Now we know from the previous forward pass :

\[a^0_t=\sigma_0(x_tW_x^T+b_x)\\ h_t=\sigma_1(a_t^0W_h^T+h_{t-1}U_h^T+b_h)\\ \hat{y}_t=\sigma_2(h_tW_y^T+b_y)\\ L=f(\hat{y}_t,y_t)\]

Don’t get scared by looking at these equations, what you learnt earlier is exactly the same thing - just variables have changed.
Also we just broke the earlier three activations into three equations, nothing else

Gradient Rule for \(\hat{y}_t\)

We have taken the loss function to be arbitary, it can be anything you want. We will be going forward with L2 loss here. For that reason we’ll just keep the derivative of Loss as \(\delta\).

First let’s find a chain rule w.r.t to \(W_{y_t}\)

\[\frac{\delta \mathcal{L}}{\delta W_{y_t}} = \frac{\delta \mathcal{L}}{\delta \hat{y}_t} \frac{\delta \hat{y}_t}{\delta W_{y_t}} \\= [\delta_t^{Loss} .\space \sigma_2'(h_t W_{y_t}^T + b_{y_t})]^T h_t = [\delta_t^{Loss} .\space \sigma_2'(z_{y_t})]^T h_t\\ \\ \]

How did we get this? Let’s break part by part.
Our Loss function is :

\[\mathcal{L} = \frac{1}{N} \sum_{t=1}^{N} (y_t - \hat{y}_t)^2\]

Our gradient with \(\hat{y}_t\) comes out to be :

\[\frac{\delta \mathcal{L}}{\delta \hat{y}_t} = -\frac{2}{N}(y_t - \hat{y}_t)\]

And the second part of the chain rule is :

\[\frac{\delta \hat{y}_t}{\delta W_{yt}} = h_t^T[\sigma_2'(z_{yt})]\]

→ where \(z_{y_t}\) is just \(h_tW_y^T+b_y\)

Combining these results, and after doing some calculations, we get :

\[\frac{\delta \mathcal{L}}{\delta W_{yt}} = [\delta_t^{Loss} .\space \sigma_2'(z_{y_t})]^T h_t\\ \\\]
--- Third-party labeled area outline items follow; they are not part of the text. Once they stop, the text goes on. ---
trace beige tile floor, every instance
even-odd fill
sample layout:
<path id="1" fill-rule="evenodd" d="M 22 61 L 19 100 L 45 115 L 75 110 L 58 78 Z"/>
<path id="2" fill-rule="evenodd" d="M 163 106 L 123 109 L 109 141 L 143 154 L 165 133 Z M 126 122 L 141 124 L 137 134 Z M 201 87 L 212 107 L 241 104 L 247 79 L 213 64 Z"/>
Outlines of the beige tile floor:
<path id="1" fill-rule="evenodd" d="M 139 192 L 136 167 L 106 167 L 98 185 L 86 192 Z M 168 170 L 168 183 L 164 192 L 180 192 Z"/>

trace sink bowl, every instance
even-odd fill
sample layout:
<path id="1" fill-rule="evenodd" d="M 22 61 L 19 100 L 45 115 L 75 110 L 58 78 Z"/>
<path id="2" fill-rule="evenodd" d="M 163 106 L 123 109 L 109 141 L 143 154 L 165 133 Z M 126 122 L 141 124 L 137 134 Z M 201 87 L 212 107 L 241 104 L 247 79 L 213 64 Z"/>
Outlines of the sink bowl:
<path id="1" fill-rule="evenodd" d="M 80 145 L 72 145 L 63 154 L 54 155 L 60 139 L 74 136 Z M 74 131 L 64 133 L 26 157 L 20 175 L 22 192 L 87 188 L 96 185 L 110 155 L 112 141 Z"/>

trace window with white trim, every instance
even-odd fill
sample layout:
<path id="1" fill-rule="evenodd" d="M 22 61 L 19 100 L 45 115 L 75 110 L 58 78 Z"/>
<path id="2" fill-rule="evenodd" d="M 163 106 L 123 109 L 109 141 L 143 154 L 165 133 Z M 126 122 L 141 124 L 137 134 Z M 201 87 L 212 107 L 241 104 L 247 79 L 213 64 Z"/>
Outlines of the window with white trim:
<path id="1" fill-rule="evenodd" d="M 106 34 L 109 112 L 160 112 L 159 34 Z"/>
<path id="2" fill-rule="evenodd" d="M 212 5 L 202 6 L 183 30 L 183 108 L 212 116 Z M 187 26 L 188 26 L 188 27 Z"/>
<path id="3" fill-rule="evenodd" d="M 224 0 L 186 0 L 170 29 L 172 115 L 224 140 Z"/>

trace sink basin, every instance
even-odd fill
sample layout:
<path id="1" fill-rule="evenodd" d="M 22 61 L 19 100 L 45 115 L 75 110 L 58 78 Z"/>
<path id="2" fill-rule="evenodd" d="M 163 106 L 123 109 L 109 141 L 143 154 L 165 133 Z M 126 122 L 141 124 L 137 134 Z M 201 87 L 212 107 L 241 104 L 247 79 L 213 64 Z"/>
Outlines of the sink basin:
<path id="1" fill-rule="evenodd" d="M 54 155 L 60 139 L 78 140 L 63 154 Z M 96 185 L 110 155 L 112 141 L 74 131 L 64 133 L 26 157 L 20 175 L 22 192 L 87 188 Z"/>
Now let’s find a chain rule w.r.t to \(b_{y_t}\)(not explaining this in detail as it’s similar to the earlier one)

\[\frac{\delta \mathcal{L}}{\delta b_{y_t}} = \frac{\delta \mathcal{L}}{\delta \hat{y}_t} \frac{\delta \hat{y}_t}{\delta b_{y_t}}\\ = \sum_{} [\delta_t^{Loss} .\space\sigma_2'(h_t W_{y_t}^T + b_{y_t})] = \sum_{} [\delta_t^{Loss} .\space\sigma_2'(z_{y_t})]\]

Let’s now try to find \(\delta^ \mathcal{L-1}_{t} \), which is basically just passing the gradient of the loss to the earlier RNN Layer.

\[\delta^ \mathcal{L-1}_{t} = \frac{\delta \mathcal{L}}{\delta \hat{y}_t} \frac{\delta \hat{y_t}}{\delta h_t}\]

Now we know :

\[\frac{\delta \hat{y}_t}{\delta h_t} = W_{y_t}^T \sigma_2'(z_{yt})\]

So finally,

\[\delta^ \mathcal{L-1}_{t}= [\delta_t^{Loss} . \space \sigma_2'(z_{yt})]W_{yt}\]

Gradient Rule for the RNN

How is RNN different from normal neural networks, if we are just using normal gradient descent?
The answer is simple, here we send the gradient of the hidden state back through time and its added on with the earlier gradients. Let’s see it mathematically.

We know,

\[h_t=\sigma_1(a_t^0W_h^T+h_{t-1}U_h^T+b_h)\]

Let \(a_t^0W_h^T+h_{t-1}U_h^T+b_h=K\), and then :

\[\frac{\delta h_t}{\delta h_{t-1}} = \frac{\delta}{\delta h_{t-1}}[\sigma_1(K)]\\ \frac{\delta h_t}{\delta h_{t-1}} = \sigma_1'(K) \cdot \frac{\delta K}{\delta h_{t-1}}\]

Now let’s try to find \(\frac{\delta K}{\delta h_{t-1}}\)

\[\frac{\delta K}{\delta h_{t-1}}=\frac{\delta (a_t^0W_h^T+h_{t-1}U_h^T+b_h)}{\delta h_{t-1}}\\ =U_h^T\]

After combining the results, we finally get :

\[\frac{\delta h_t}{\delta h_{t-1}} = \sigma'_1(K)U_h^T\]

This is the value that we send through the BPTT time steps, till we get to the first one. How we store the values, is by adding it to the earlier one. To get the previous step, we just need to add \(\frac{\delta h_{t-1}}{\delta h_{t-2}}\)to our earlier result.

This addition is repeated till \(t=0\), after which this sum variable is made to be 0.